Tra le dieci nomination conquistate dai Cento passi c’è anche la sua. Così, la notte dei David di Donatello, Fabrizio Mosca, alla sua prima esperienza come produttore, si ritroverà a competere con Angelo Barbagallo e Domenico Procacci per aggiudicarsi il titolo di miglior produttore dell’anno.
Che cosa ha voluto dire produrre un film come “I cento passi”?
E’ stata la realizzazione di un sogno coltivato per dieci anni: quello di diventare produttore.
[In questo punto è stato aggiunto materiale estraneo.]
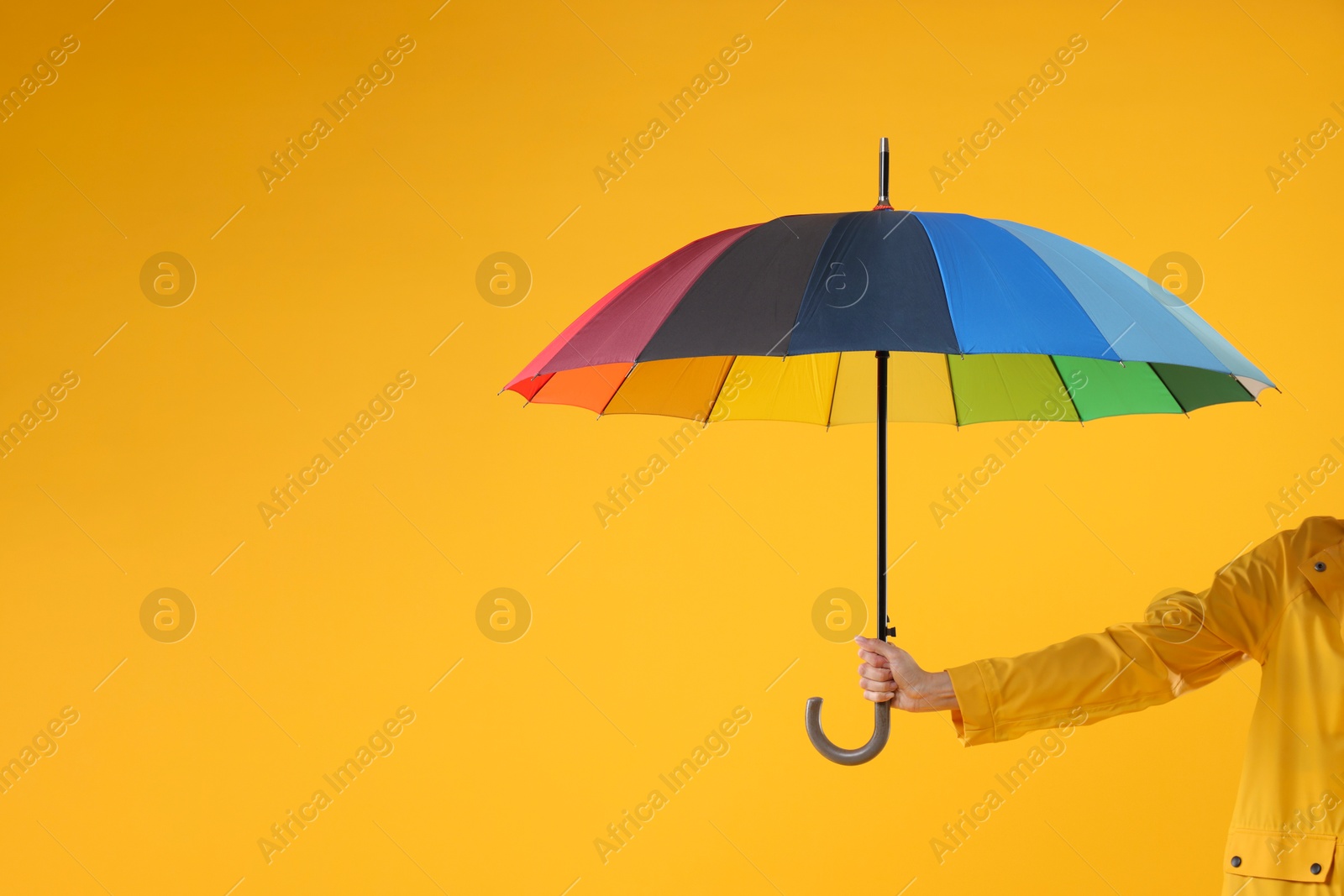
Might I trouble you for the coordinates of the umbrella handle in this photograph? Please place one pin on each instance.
(880, 730)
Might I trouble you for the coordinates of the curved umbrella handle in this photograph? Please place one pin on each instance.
(880, 730)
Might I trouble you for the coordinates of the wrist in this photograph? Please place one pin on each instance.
(937, 689)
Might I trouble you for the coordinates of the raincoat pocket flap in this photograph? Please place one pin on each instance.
(1278, 856)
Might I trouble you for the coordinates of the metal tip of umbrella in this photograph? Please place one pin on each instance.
(884, 176)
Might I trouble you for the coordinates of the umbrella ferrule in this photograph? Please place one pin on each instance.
(884, 168)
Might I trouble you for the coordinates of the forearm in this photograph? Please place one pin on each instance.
(1122, 669)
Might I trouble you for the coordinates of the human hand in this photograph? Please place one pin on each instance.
(889, 673)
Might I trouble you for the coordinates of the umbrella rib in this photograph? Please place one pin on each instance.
(609, 398)
(835, 387)
(1068, 396)
(1163, 380)
(952, 392)
(718, 392)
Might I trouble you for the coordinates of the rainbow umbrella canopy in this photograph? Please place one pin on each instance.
(889, 316)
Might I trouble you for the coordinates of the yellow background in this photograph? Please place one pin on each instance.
(699, 595)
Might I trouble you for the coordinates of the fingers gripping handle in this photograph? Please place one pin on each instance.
(880, 730)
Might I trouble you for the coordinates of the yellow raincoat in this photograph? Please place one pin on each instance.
(1280, 605)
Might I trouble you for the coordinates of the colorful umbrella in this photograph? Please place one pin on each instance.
(886, 316)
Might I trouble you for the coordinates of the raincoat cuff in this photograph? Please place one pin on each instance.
(974, 719)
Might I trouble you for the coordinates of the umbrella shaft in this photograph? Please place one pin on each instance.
(882, 495)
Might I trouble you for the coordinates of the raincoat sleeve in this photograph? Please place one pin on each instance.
(1183, 642)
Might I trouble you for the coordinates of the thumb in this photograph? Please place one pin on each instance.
(878, 645)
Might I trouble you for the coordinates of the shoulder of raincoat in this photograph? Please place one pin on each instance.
(1280, 605)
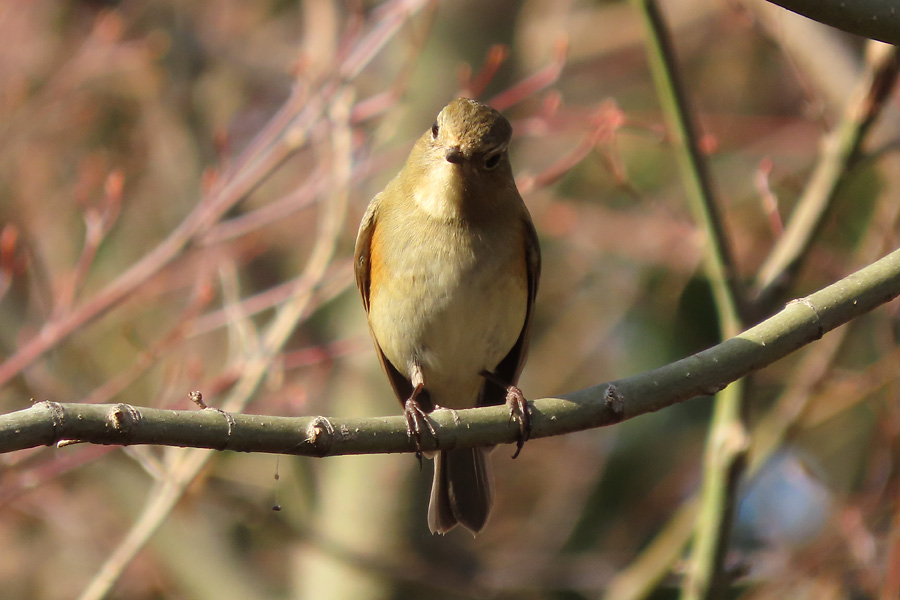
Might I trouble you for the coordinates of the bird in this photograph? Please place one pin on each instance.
(447, 262)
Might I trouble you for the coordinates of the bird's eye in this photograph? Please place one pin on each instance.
(492, 160)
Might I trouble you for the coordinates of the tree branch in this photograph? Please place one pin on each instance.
(799, 323)
(876, 19)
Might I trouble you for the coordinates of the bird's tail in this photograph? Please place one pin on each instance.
(463, 490)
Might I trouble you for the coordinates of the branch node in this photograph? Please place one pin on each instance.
(57, 419)
(122, 418)
(320, 434)
(809, 304)
(614, 402)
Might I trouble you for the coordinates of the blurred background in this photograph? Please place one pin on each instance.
(126, 126)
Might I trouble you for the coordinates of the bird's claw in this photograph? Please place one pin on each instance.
(520, 412)
(415, 416)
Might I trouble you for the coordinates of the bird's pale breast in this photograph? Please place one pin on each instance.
(448, 295)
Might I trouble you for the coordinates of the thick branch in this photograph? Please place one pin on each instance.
(704, 373)
(876, 19)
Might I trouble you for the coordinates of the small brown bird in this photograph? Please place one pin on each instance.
(447, 262)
E poi c’è stata la sensazione impagabile di sentirsi parte di un progetto di cui sono orgoglioso, riuscendo a mettere in piedi una cosa che si è rivelata più ambiziosa di quanto potessimo pensare all’inizio.
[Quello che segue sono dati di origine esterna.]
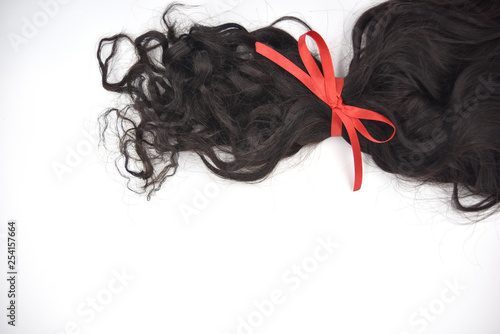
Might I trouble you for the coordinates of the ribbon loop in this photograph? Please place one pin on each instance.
(329, 88)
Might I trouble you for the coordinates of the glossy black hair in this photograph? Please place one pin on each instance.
(432, 67)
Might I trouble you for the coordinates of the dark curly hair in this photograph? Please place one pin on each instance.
(432, 67)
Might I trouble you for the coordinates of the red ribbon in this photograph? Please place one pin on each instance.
(328, 89)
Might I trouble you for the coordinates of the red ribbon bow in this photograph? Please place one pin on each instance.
(328, 88)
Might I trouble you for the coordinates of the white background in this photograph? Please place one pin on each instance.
(207, 255)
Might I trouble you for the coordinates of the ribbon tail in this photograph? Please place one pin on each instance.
(356, 152)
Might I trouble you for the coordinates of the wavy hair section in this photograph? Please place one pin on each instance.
(432, 67)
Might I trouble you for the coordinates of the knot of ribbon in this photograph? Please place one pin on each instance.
(329, 88)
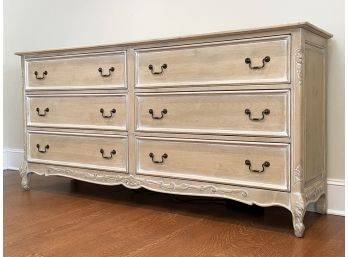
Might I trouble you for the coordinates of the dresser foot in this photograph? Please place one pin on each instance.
(320, 205)
(26, 176)
(298, 211)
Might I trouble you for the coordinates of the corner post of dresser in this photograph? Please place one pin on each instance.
(23, 170)
(315, 180)
(25, 175)
(297, 200)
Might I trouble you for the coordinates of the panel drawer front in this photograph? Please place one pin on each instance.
(247, 61)
(217, 161)
(78, 111)
(88, 151)
(95, 71)
(260, 113)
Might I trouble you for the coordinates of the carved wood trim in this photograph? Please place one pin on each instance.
(299, 59)
(133, 182)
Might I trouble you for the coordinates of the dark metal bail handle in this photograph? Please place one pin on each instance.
(112, 69)
(46, 110)
(112, 153)
(152, 156)
(112, 111)
(43, 74)
(266, 164)
(163, 67)
(164, 111)
(42, 151)
(264, 112)
(264, 60)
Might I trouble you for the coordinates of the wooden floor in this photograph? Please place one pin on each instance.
(65, 218)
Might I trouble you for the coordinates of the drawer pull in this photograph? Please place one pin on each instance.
(264, 112)
(46, 110)
(112, 69)
(113, 152)
(164, 111)
(266, 164)
(152, 156)
(264, 60)
(163, 67)
(107, 116)
(43, 74)
(42, 151)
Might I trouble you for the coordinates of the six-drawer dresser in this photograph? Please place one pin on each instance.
(237, 115)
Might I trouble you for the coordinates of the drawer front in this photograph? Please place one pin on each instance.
(98, 71)
(263, 165)
(257, 113)
(81, 111)
(86, 151)
(257, 61)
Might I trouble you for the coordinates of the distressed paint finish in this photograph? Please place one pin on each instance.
(292, 83)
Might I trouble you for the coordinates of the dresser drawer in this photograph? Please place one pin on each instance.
(88, 151)
(107, 112)
(257, 113)
(264, 165)
(247, 61)
(89, 71)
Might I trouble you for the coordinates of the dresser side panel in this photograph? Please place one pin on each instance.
(314, 112)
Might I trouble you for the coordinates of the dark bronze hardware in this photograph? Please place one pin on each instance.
(266, 164)
(43, 74)
(265, 112)
(42, 151)
(163, 67)
(46, 110)
(152, 156)
(113, 152)
(264, 60)
(107, 116)
(164, 111)
(112, 69)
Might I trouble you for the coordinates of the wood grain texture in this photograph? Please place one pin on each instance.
(77, 72)
(314, 112)
(215, 113)
(218, 63)
(199, 64)
(57, 218)
(81, 150)
(82, 111)
(216, 161)
(222, 35)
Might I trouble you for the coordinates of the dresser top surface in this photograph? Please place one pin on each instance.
(276, 28)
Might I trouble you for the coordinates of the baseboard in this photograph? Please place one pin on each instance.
(12, 160)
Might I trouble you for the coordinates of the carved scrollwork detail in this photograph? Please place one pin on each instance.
(298, 212)
(299, 59)
(313, 193)
(137, 182)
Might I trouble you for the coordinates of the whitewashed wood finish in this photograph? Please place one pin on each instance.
(216, 161)
(69, 72)
(215, 113)
(78, 111)
(79, 150)
(303, 78)
(215, 63)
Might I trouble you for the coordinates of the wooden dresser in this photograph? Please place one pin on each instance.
(237, 115)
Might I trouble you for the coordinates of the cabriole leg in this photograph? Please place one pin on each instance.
(298, 211)
(26, 176)
(320, 205)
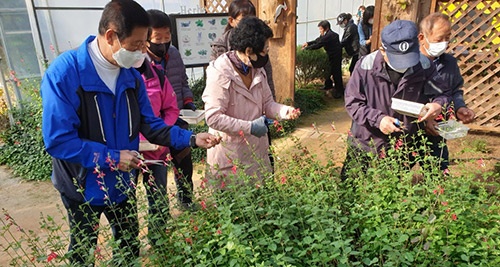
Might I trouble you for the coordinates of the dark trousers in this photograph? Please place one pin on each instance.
(336, 72)
(158, 204)
(84, 228)
(183, 164)
(183, 170)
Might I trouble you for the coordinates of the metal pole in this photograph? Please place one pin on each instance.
(7, 96)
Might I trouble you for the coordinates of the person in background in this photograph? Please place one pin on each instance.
(236, 98)
(435, 33)
(365, 31)
(238, 9)
(350, 38)
(359, 14)
(329, 40)
(94, 107)
(166, 58)
(396, 70)
(164, 104)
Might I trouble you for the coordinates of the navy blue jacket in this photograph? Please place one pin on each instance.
(369, 93)
(85, 126)
(447, 67)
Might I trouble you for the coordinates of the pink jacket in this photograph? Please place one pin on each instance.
(230, 107)
(164, 104)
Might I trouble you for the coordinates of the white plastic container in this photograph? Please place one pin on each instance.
(452, 129)
(405, 107)
(192, 117)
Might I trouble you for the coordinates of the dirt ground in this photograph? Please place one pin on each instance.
(26, 201)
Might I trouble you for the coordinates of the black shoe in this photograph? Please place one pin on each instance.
(338, 94)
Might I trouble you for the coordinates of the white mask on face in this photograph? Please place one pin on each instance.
(436, 49)
(128, 59)
(396, 70)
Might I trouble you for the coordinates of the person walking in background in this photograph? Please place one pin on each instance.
(359, 14)
(236, 98)
(365, 29)
(164, 104)
(396, 70)
(435, 33)
(167, 59)
(350, 38)
(238, 9)
(329, 40)
(94, 107)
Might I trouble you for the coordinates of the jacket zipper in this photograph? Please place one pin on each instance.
(100, 119)
(129, 117)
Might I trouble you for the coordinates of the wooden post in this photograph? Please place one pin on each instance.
(282, 45)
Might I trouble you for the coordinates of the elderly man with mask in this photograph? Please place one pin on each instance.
(435, 32)
(396, 70)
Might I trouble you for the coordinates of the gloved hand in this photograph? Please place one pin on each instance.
(258, 127)
(190, 105)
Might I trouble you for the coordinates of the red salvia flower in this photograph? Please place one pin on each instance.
(51, 256)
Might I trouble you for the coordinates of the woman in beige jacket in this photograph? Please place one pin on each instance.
(237, 97)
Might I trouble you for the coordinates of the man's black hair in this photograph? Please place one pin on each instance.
(251, 32)
(158, 19)
(368, 14)
(324, 24)
(125, 15)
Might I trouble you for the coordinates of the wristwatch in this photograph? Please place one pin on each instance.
(192, 141)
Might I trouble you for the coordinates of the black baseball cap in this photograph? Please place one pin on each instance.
(400, 41)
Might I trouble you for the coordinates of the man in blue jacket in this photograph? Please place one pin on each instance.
(396, 70)
(435, 33)
(94, 106)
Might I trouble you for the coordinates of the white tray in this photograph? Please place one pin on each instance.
(192, 117)
(452, 129)
(406, 107)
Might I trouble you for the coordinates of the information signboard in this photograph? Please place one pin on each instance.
(192, 34)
Ci sono stati momenti difficili?
Il momento più delicato è stato durante le riprese in Sicilia. Avevo il terrore di dover interrompere tutto perché non avevo i soldi per pagare la troupe. Per un esordiente non è facile giocare fuori casa senza avere le spalle coperte.
Eppure le cose sono andate benissimo…
Credo che I cento passi dimostri che in Italia ci sono una vitalità e una sensibilità tali da permettere a un produttore alla sua prima esperienza di fare un film esattamente come desidera. Certo, sono stato sostenuto dalla credibilità che dava al progetto un regista come Giordana, ma non sarei andato molto lontano se non avessi trovato interlocutori validi, come quelli del fondo di garanzia e Rai Cinema, che hanno deciso di rischiare con me.
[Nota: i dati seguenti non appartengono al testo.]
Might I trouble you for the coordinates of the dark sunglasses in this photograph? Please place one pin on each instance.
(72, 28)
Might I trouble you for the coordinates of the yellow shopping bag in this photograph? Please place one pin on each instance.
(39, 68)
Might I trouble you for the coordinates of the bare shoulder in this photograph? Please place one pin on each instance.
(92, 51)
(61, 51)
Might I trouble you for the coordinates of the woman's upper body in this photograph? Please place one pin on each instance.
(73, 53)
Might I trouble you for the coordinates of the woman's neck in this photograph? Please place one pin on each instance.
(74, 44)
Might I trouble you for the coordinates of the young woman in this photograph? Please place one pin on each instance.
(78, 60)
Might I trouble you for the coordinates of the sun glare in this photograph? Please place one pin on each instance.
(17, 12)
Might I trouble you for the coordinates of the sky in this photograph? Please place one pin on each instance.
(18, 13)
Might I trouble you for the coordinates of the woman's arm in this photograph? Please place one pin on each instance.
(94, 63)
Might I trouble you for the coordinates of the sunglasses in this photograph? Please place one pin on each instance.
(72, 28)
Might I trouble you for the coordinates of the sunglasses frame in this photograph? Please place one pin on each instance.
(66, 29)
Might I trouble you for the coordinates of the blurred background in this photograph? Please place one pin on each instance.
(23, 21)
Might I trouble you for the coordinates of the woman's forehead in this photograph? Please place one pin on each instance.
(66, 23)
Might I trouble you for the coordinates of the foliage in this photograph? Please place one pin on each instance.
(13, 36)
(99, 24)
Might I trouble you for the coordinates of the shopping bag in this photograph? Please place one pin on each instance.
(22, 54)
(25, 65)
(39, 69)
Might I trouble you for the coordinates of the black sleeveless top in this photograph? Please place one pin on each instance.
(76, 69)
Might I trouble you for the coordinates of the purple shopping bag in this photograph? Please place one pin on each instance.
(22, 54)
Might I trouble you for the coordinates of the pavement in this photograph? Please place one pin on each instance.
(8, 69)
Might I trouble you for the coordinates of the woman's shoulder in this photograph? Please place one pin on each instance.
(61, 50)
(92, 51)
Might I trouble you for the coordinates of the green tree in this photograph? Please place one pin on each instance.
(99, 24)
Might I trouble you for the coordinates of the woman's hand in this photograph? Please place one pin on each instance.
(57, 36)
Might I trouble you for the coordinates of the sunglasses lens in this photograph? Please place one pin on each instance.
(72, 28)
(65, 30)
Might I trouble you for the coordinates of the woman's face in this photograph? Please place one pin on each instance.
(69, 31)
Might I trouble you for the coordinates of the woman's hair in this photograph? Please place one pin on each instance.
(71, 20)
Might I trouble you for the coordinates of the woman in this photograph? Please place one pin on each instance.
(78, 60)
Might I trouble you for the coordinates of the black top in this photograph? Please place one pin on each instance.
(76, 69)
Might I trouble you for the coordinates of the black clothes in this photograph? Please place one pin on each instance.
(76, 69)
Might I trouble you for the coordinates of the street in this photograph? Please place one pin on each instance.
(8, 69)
Ora arriva anche la consacrazione dei David, che cosa vuol dire, dopo che questo film ha vinto già tanti premi?
E’ il segno che in Italia c’è molta solidarietà e molto amore per un questo genere di cinema e per un tema come quello della mafia. Arrivare a quelli che sono i César di casa nostra è semplicemente emozionante.
Il sodalizio con Giordana continuerà?
Abbiamo entrambi il desiderio di tornare a lavorare insieme, come è normale quando due persone hanno vissuto un’esperienza positiva. Ora come ora, però, non c’è nulla nero su bianco.
Altri progetti in corso?
Tanti, ma uno in particolare a cui tengo moltissimo. Ho comprato, insieme a Maurizio Santarelli, i diritti di un racconto che si intitola Ritorno a Haifa, scritto da Karafani, un autore palestinese. E’ una storia molto bella, che credo riesca a dare il senso della vicenda palestinese, molto più di tutti i telegiornali e i dossier che parlano del Medioriente. Il racconto è ambientato tra il 1948 e il 1968 e ho chiesto a due scrittori, uno palestinese e uno israeliano, di far continuare questa storia.